FCメス入団後も彼は成長し続けた。順調に出場機会を増やしていったマネはチームの攻撃の要となり、UEFAヨーロッパリーグ10連勝やオーストリア・ブンデスリーガとオーストリア・カップのダブル優勝に大きく貢献した。

サウサンプトンFC

2014年9月1日、イングランドのサウサンプトンFCと4年契約を締結。移籍金は当時のクラブ史上最高額である1500万ユーロ、日本円に換算すると約18億9300万円だ。同年の9月23日、フットボールリーグのアーセナルFC戦がデビュー戦だった。また2015年5月16日に行われたアストン・ヴィラFC戦では前半13分から16分の僅か3分間に3得点をマークし、プレミアリーグ最速ハットトリック記録を更新した。

サウサンプトン時代に同僚だった吉田麻也とは非常に良い関係だとマネは語っている。同チーム時代、彼らはいつも一緒だった。一緒に食事をし、トレーニングを行い、毎日電話もしていた。彼らは切磋琢磨し、高めあった良き戦友だった。

リヴァプールFC

2016年6月、マネはアフリカ人史上初となる3400万ポンド(日本円でおよそ48億9200万円)でリヴァプールに移籍。数々の名門クラブがマネの獲得に試みたが、彼はリヴァプールの手に渡った。クロップ監督は2012年からマネに注目していたと発言しており、4年越しの獲得となった。好調のそのまま2017年4月にはシーズン通算13ゴールの活躍を見せクラブ年間最優秀選手と同時に、プレミアリーグの年間ベスト11にも選出された。

2017-2018シーズンでも数多くの好成績を残した。同年2月15日に行われたCL決勝トーナメントFCポルト戦ではハットトリックを達成、チームは0-5で勝利した。準々決勝のマンチェスター・シティ戦。1stレグでゴールを決めたマネは2ndレグでも先制点を奪い勝利に大きく貢献した。同様にASローマ戦でも1stレグ、2ndレグ共にゴールを挙げ、リヴァプールは決勝に駒を進めた。決勝のレアル・マドリー戦では試合を振り出しに戻す1点を決めた。結果は1-3と惜しくもCL優勝を逃した。

次シーズンでは背番号を10に変更。このシーズンもマネの快進撃は止まらず、リーグ開幕戦であるウエストハム戦で2ゴールの活躍を見せ、チームを4-0での勝利に大きく貢献した。またリーグ最終節のウルヴァーハンプトン戦で2ゴールをマーク。この日ノーゴールだった同チームのモハメド・サラーに追いつき、彼らは共に得点王のタイトルを勝ち取った。CL決勝のトッテナム戦では開幕早々PKを獲得。これをサラーが流し込み先制に成功。結果チームは2-0で勝利し、CL優勝というビッグタイトルを手にした。

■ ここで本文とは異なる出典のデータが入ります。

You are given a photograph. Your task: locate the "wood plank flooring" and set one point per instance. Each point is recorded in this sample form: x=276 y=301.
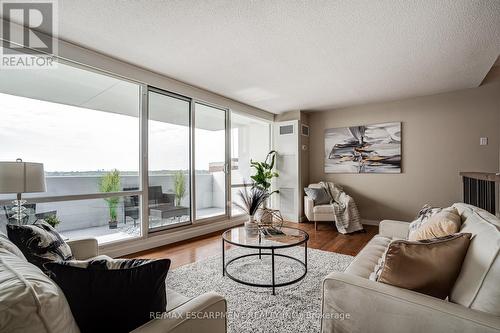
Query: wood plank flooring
x=325 y=238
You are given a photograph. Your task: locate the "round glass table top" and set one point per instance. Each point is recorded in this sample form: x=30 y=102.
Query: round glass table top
x=240 y=236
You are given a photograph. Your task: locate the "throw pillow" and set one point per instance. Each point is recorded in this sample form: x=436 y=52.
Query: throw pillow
x=428 y=266
x=423 y=216
x=443 y=223
x=5 y=243
x=107 y=295
x=39 y=242
x=318 y=195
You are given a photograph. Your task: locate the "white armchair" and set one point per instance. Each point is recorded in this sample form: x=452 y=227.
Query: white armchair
x=316 y=213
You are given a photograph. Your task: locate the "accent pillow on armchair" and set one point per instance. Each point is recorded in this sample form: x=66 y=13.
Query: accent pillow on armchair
x=318 y=195
x=39 y=242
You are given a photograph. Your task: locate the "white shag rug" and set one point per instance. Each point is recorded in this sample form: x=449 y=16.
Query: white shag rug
x=294 y=308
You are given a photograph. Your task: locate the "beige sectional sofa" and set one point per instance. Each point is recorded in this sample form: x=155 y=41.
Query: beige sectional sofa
x=31 y=302
x=369 y=306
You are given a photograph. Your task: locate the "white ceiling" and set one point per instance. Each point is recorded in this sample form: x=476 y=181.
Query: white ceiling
x=290 y=55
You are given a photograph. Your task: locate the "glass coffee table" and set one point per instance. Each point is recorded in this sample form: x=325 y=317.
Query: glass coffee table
x=265 y=246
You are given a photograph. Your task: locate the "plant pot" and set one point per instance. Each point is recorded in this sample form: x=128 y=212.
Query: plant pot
x=251 y=226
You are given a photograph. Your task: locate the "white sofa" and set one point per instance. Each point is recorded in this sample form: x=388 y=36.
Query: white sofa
x=474 y=305
x=317 y=213
x=32 y=302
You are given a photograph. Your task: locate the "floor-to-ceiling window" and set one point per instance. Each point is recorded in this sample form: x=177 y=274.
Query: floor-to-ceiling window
x=85 y=128
x=250 y=140
x=210 y=161
x=169 y=192
x=107 y=143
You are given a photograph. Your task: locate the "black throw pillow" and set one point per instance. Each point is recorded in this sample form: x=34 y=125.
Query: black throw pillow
x=39 y=242
x=112 y=295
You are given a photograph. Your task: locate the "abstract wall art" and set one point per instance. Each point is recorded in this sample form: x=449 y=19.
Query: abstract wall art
x=363 y=149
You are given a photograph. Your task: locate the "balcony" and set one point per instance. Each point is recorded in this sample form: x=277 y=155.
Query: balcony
x=89 y=218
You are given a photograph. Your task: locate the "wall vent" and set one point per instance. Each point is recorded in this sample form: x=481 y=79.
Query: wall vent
x=304 y=130
x=286 y=129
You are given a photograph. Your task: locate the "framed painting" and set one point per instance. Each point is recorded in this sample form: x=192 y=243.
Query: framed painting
x=363 y=149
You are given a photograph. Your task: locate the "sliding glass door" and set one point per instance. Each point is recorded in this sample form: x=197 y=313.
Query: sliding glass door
x=210 y=161
x=250 y=140
x=169 y=195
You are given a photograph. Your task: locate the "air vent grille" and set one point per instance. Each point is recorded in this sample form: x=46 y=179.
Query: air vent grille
x=286 y=129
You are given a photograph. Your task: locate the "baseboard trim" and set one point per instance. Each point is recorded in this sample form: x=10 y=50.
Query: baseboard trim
x=370 y=222
x=153 y=241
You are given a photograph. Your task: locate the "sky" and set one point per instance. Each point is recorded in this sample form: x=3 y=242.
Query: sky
x=69 y=138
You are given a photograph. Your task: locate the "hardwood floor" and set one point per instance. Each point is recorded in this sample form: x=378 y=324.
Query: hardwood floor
x=325 y=238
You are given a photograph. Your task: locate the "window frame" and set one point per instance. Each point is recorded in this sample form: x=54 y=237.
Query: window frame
x=143 y=157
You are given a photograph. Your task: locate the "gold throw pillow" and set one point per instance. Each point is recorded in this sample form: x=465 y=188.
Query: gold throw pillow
x=428 y=266
x=446 y=222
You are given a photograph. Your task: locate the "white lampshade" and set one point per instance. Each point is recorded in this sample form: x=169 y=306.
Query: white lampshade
x=21 y=177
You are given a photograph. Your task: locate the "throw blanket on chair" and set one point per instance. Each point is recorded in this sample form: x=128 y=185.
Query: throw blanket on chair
x=345 y=211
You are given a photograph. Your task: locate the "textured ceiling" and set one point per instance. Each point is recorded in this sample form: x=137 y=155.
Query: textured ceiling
x=289 y=55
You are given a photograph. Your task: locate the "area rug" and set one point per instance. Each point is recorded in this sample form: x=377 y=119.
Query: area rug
x=294 y=308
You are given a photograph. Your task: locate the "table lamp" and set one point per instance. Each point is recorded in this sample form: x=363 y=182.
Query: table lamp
x=21 y=177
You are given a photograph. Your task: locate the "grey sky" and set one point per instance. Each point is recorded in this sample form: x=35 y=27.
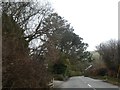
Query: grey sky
x=95 y=21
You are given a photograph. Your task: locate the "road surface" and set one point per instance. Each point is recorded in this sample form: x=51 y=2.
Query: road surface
x=85 y=83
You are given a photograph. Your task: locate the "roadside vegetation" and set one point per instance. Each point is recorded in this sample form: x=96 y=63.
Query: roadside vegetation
x=106 y=64
x=38 y=45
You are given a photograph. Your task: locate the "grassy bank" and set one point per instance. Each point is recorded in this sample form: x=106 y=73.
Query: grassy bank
x=108 y=79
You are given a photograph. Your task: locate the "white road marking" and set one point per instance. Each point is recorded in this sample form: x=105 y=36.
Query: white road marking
x=91 y=87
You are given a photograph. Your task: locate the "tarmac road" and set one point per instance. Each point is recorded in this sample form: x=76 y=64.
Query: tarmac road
x=85 y=83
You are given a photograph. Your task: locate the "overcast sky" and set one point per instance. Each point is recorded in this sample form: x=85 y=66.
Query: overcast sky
x=93 y=20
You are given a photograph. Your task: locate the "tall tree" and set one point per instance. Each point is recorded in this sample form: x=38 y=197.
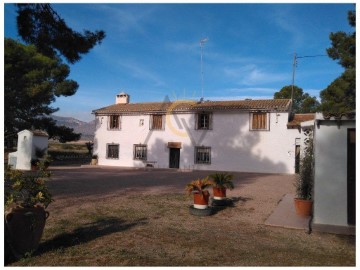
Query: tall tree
x=302 y=103
x=40 y=25
x=340 y=97
x=35 y=75
x=32 y=82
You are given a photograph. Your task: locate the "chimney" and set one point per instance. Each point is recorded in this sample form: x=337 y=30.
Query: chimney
x=122 y=98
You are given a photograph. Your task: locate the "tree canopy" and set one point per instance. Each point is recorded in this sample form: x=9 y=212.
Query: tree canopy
x=302 y=103
x=340 y=95
x=32 y=81
x=40 y=25
x=35 y=74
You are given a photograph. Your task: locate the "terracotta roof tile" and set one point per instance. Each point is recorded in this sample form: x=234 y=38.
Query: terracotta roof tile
x=299 y=118
x=185 y=106
x=40 y=133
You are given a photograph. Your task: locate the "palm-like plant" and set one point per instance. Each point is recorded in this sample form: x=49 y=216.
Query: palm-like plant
x=305 y=179
x=222 y=180
x=198 y=185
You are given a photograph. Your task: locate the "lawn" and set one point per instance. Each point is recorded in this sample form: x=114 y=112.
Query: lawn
x=119 y=226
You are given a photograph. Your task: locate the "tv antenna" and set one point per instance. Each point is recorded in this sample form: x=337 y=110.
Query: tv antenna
x=202 y=42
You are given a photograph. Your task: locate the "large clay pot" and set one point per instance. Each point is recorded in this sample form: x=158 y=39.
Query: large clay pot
x=303 y=207
x=24 y=228
x=219 y=193
x=201 y=200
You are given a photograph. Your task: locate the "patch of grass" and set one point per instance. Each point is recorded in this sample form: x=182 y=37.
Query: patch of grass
x=157 y=230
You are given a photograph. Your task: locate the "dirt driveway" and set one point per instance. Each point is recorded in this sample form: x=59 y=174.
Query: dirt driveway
x=261 y=191
x=123 y=217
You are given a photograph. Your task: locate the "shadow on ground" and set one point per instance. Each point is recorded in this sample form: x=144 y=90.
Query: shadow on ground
x=84 y=234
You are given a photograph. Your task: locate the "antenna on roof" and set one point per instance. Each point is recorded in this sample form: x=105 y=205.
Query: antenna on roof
x=202 y=42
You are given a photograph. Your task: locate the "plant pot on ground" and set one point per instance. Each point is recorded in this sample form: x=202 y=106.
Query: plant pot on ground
x=198 y=189
x=221 y=182
x=94 y=160
x=304 y=182
x=26 y=197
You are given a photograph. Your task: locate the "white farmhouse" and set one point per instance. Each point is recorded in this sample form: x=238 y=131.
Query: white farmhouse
x=239 y=135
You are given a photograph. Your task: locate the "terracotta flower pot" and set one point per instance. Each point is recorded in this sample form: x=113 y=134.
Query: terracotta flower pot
x=93 y=161
x=24 y=228
x=201 y=200
x=303 y=207
x=219 y=193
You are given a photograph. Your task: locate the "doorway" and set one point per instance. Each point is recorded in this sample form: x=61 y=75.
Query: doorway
x=351 y=176
x=174 y=160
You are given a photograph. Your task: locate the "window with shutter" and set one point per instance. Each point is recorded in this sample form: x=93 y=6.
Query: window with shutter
x=112 y=151
x=203 y=121
x=259 y=121
x=114 y=121
x=202 y=155
x=157 y=122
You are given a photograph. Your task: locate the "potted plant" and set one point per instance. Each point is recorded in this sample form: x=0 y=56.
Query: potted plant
x=304 y=182
x=221 y=182
x=198 y=189
x=94 y=160
x=26 y=198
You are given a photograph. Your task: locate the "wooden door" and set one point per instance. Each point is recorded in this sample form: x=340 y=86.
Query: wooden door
x=351 y=176
x=174 y=161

やはりこのリヴァプールの好調の背景にはフィルミノ、サラー、マネの驚異的な攻撃力がある。彼らは互いをプレーしやすい選手だと評価している。中でも2016年に移籍したマネについてクロップ監督は「彼がどれだけの勝利をリヴァプールのもたらしてくれたか表せない。常に彼の影響力に期待している」と絶賛のコメントを残している。

セネガル代表

2018年に開催されたロシアW杯で、マネの所属するセネガル代表は日本代表と対戦。セネガルは11分にマネの得点で先制するも、34分にMF乾のゴールで追いつかれた。74分にはDFムサ・ワゲがゴールを決めるも、FW本田に同点弾を決められ2-2の引き分けでゲームを終えた。このゲームについて後日マネは「勝てると思っていたが驚いた」とコメント。さらに日本代表について前向きでいいチームだと評価した。

サディオ・マネのプレースタイル・特徴

リヴァプールの10番を背負うサディオ・マネのプレーとは。

桁外れのスピードで相手DFを翻弄

サディオ・マネとえばその並外れた身体能力だろう。爆発的なスピードで相手DFを置き去りにする。また持ち前のスピードを活かし、タイミングを見計らって裏抜けや、細かいドリブルで相手を抜き去る。一度スピードに乗ってしまえば相手DFはついて行けず、そのまま得点というシーンをよく目にする。

驚異的な決定力の高さ

スピードを活かし裏抜けした後でも、冷静にゴールへ流し込む決定力の高さも持ち合わせている。これまでリヴァプールでは通算123試合に出場し59得点を挙げている。また個人では2018-2019プレミアリーグ得点王のタイトルも獲得しているため、マネの決定力の高さは非常に高いと言える。

オフザボールの動き

ボールに関与していない場面でもマネは気を抜かない。スピードがあることはもちろん、ポジショニングが非常に上手なため、ここぞというタイミングでボールを受け裏抜けすることが可能だ。

攻撃の起点を作らせない前線からの守備

マネは守備も怠らない。前線からきっちりプレスをかけることで簡単に展開させないようにしている。またリヴァプールはゲーゲンプレスという戦術を採用しているため、相手が攻撃の準備をしている段階でボールを奪い、一気に攻め切ることが可能だ。

得意のカットインでゴールを量産

マネはカットインを非常に得意としている。持ち前のスピードとドリブルスキルで、ガンガン中央に切り込みゴールを量産している。マネのスキルで相手DFは簡単に突破され、マークされていてもお構いなしにシュートコースを生み出してくれる。

サディオ・マネの今後について

サディオ・マネは、今後どのような活躍が期待できるのか。

リヴァプールでの今後の活躍

これまでリヴァプールの勝利に大きく貢献してきたマネ。今後もリヴァプールの絶対的なエースとしてゴールを量産し続けるだろう。ただ今後の改善点としてトラップが問題視されている。持ち前のスピードや決定力を最大限活かすにはトラップの正確さは切っても切り離せない。逆にトラップさえ改善できれば、今まで以上の活躍が見込める。

セネガル代表について

セネガル代表のキーマン、サディオ・マネ。右WGに君臨するマネだが、若手のウィンガーが近頃期待されているようだ。名前はイスマラ・サール。わずか18歳でセネガル代表に選出された期待の新星だ。サールは2019年のアフリカ・ネイションズカップではレギュラーとしてチームに貢献した。現在22歳と将来有望な人物であり、サールはセネガル代表の今後の勝敗の鍵を握る重要な選手だ。果たしてサールはマネのような世界的なWGになれるのか。

サディオ・マネ移籍の真相

マネの獲得にレアル・マドリーが本腰を入れているようだ。マネは現在リヴァプールと5年契約を結んでおり、2018年には契約延長があり2023年6月30日までリヴァプールに在籍することになっている。レアルはマネの獲得に1億5000万ユーロ(約187億円)を用意したという報道もされているように、マネの獲得には並々ならぬ力を入れている。ただ契約終了までおよそ2年あるため、しばらくはリヴァプールでマネの活躍を見届けられる。